Specifically, given any finite-dimensional vector space $V$:

$c \cdot v = \pmatrix{ c & 0 & \cdots & 0 \\ 0 & c & \cdots & 0 \\ \vdots & \vdots & \ddots & \vdots \\ 0 & 0 & \cdots & c } \pmatrix{ x \\ y \\ \vdots \\ z }$ for any scalar $c$ and vector $v$ in $V$, where $\pmatrix{ x \\ y \\ \vdots \\ z }$ represents $v$.

Note that the above is valid regardless of which basis we use for $V$. If you choose a different basis then $v$ will have a different representation, but the result after the matrix multiplication will be the representation of the same scaled $v$, namely $c \cdot v$ here.

So it is not correct to think of a scalar as a $1 \times 1$ matrix, even though it is true that the field of scalars alone by itself is isomorphic to the field of $1 \times 1$ matrices. That is just a natural coincidence, but whenever we think of scalars it is with respect to a larger vector space structure, in which case scalars are not at all $1 \times 1$ matrices. For an $n$-dimensional vector space, scalars correspond to a certain kind of $n \times n$ matrices as shown above.

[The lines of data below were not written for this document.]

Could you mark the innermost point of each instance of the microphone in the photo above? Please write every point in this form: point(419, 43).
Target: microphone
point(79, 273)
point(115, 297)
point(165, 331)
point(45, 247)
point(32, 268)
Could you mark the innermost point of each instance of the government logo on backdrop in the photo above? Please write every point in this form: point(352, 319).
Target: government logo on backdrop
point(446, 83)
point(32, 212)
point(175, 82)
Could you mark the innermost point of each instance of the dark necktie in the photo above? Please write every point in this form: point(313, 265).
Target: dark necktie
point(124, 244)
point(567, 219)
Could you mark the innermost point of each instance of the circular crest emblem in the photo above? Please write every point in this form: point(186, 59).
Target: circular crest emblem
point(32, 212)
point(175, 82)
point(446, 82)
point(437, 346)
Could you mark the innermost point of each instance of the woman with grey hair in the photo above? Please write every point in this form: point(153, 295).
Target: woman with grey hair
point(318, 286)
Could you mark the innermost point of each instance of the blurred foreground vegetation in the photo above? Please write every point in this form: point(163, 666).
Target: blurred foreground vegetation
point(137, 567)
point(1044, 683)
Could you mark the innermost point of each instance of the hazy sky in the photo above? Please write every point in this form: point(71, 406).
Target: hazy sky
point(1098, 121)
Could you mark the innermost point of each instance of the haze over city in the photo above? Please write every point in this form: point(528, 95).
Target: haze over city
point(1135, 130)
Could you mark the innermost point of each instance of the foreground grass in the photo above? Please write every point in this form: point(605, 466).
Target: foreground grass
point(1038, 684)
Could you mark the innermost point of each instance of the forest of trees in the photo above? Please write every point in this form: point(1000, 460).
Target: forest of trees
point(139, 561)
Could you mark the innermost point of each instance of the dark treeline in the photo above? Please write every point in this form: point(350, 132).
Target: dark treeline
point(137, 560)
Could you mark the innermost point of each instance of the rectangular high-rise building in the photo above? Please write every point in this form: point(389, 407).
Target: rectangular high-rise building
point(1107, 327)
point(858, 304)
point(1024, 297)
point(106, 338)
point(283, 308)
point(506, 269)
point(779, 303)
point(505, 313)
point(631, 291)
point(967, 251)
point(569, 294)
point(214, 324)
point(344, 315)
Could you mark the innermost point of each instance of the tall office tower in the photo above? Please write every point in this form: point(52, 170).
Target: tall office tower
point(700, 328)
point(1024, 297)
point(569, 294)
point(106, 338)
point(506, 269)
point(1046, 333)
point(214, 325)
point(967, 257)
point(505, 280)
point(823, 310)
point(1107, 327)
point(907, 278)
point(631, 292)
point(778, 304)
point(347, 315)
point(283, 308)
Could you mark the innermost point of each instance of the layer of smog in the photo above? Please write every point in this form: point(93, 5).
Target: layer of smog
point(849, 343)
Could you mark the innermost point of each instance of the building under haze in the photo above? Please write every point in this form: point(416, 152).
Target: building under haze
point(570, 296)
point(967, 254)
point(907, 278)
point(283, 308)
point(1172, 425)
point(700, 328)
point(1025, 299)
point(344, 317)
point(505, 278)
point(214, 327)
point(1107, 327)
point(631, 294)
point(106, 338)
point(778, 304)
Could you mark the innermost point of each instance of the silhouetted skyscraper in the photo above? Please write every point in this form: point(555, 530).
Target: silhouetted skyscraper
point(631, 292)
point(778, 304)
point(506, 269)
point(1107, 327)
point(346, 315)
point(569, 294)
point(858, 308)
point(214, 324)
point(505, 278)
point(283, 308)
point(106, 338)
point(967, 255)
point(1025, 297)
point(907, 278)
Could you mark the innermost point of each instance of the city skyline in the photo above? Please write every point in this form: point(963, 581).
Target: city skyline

Note that the correspondence is not at all equality. That is why the same collection of scalars can be used in many different vector spaces with different (or even non-existent) dimension. It is only with respect to each vector space structure that scalars are isomorphic to a particular collection of matrices.

Since not all vector spaces have matrix representations, scalars are in general just (isomorphic to) a special collection of linear maps that are also a field under pointwise addition and composition.

Exactly the same thing applies to scalar multiplication of matrices, which is nothing more than composition of a scaling operation after the linear map represented by the matrix.

Specifically, given any finite-dimensional vector space $V$:

$c M = \pmatrix{ c & 0 & \cdots & 0 \\ 0 & c & \cdots & 0 \\ \vdots & \vdots & \ddots & \vdots \\ 0 & 0 & \cdots & c } M$ for any scalar $c$ in $V$ and matrix $M$ over a basis of $V$.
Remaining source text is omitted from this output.